We’ll start by reading the word list.
from pathlib import Path
words_file = Path('../../data/words.txt')
if not words_file.exists():
download('https://raw.githubusercontent.com/AllenDowney/ThinkPython/v3/words.txt', words_file)
word_list = words_file.read_text().split()
print(len(word_list))
print(type(word_list))
113783
<class 'list'>
To check out the file content:
for word in word_list[:10]:
print(word)
aa
aah
aahed
aahing
aahs
aal
aalii
aaliis
aals
aardvark
And here’s the reverse_word function.
def reverse_word(word):
return ''.join(reversed(word))
reverse_word('hello')
'olleh'
The following function loops through the words in the list. For each one, it reverses the letters and then checks whether the reversed word is in the word list.
def too_slow():
count = 0
for word in word_list:
if reverse_word(word) in word_list: ### O(n) lookup in a list is slow
count += 1
return count
To measure how long a function takes, we can use %time which is one of Jupyter’s “built-in magic commands”.

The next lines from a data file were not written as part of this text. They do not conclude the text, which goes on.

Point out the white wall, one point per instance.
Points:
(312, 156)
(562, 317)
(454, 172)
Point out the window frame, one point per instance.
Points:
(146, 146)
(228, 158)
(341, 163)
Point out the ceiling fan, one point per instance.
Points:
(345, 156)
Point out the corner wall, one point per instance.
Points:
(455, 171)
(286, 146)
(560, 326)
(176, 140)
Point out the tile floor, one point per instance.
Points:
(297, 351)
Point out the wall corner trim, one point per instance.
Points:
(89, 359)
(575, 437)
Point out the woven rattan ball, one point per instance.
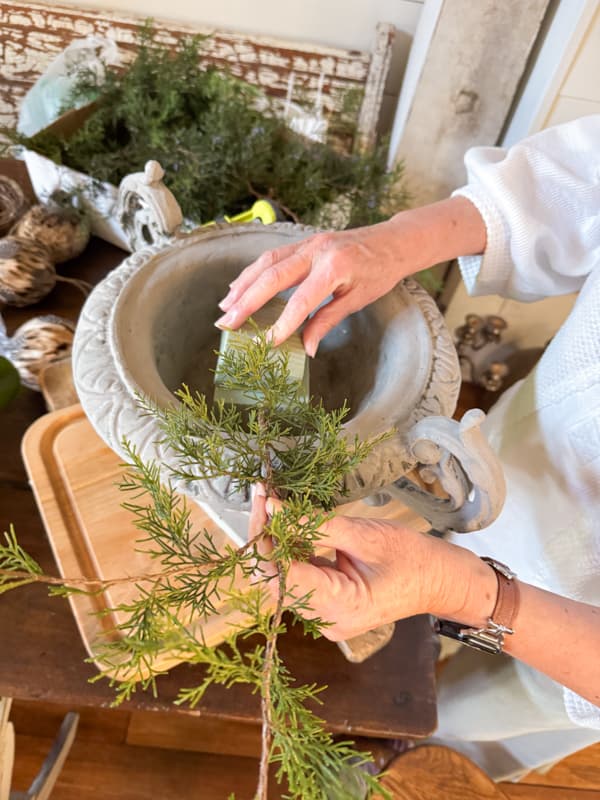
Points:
(26, 271)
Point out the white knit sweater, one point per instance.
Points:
(541, 204)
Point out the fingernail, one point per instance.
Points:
(227, 301)
(227, 320)
(271, 335)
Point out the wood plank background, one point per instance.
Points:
(32, 35)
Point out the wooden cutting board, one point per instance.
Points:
(75, 478)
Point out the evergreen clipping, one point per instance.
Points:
(294, 447)
(220, 141)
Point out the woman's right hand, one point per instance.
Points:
(353, 267)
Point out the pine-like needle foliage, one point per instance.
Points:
(219, 140)
(295, 448)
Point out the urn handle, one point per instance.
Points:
(457, 455)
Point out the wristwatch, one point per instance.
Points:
(490, 638)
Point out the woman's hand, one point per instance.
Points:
(380, 572)
(353, 267)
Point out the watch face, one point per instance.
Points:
(484, 640)
(500, 567)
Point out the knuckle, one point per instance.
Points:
(323, 240)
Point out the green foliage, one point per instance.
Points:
(219, 140)
(295, 449)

These commands are not part of the Python language, so they might not work in other development environments.
%time too_slow()
Output:
CPU times: user 1min 9s, sys: 182 ms, total: 1min 9s
Wall time: 1min 9s
885
Uncomment the line to run the command in Live Code mode or in your editor.
# %time too_slow()
This function takes more than a minute to run.

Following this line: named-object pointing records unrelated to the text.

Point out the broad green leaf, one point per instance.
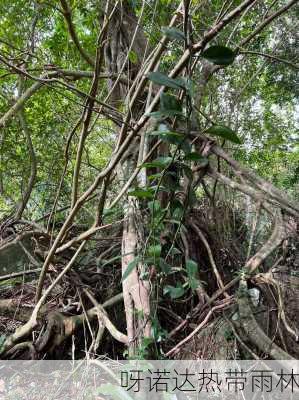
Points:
(174, 291)
(173, 33)
(163, 80)
(130, 268)
(219, 55)
(225, 133)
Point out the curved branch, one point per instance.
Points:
(33, 172)
(253, 331)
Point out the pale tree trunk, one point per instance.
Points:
(124, 37)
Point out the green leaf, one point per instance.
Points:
(220, 55)
(173, 33)
(188, 171)
(195, 157)
(164, 266)
(168, 102)
(169, 136)
(130, 268)
(174, 291)
(141, 193)
(133, 57)
(163, 80)
(225, 133)
(155, 250)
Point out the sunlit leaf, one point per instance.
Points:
(225, 133)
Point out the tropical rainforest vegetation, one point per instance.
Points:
(149, 168)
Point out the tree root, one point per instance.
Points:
(252, 329)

The problem is that the in operator checks the words in the list one at a time, starting at the beginning.
If it doesn’t find what it’s looking for – which happens most of the time – it has to search all the way to the end.
And the in operator is inside the loop, so it runs once for each word.
Since there are more than 100,000 words in the list, and for each one we check more than 100,000 words, the total number of comparisons is the number of words squared – roughly – which is almost 13 billion.
len(word_list)**2
12946571089
We can make this function much faster with a dictionary. The following loop creates a dictionary that contains the words as keys.
word_dict = {}
for word in word_list:
word_dict[word] = 1
Or, you can use dictionary comprehension:
word_dict = {word: 1 for word in word_list}
The values in word_dict are all 1, but they could be anything, because we won’t ever look them up – we will only use this dictionary to check whether a key exists.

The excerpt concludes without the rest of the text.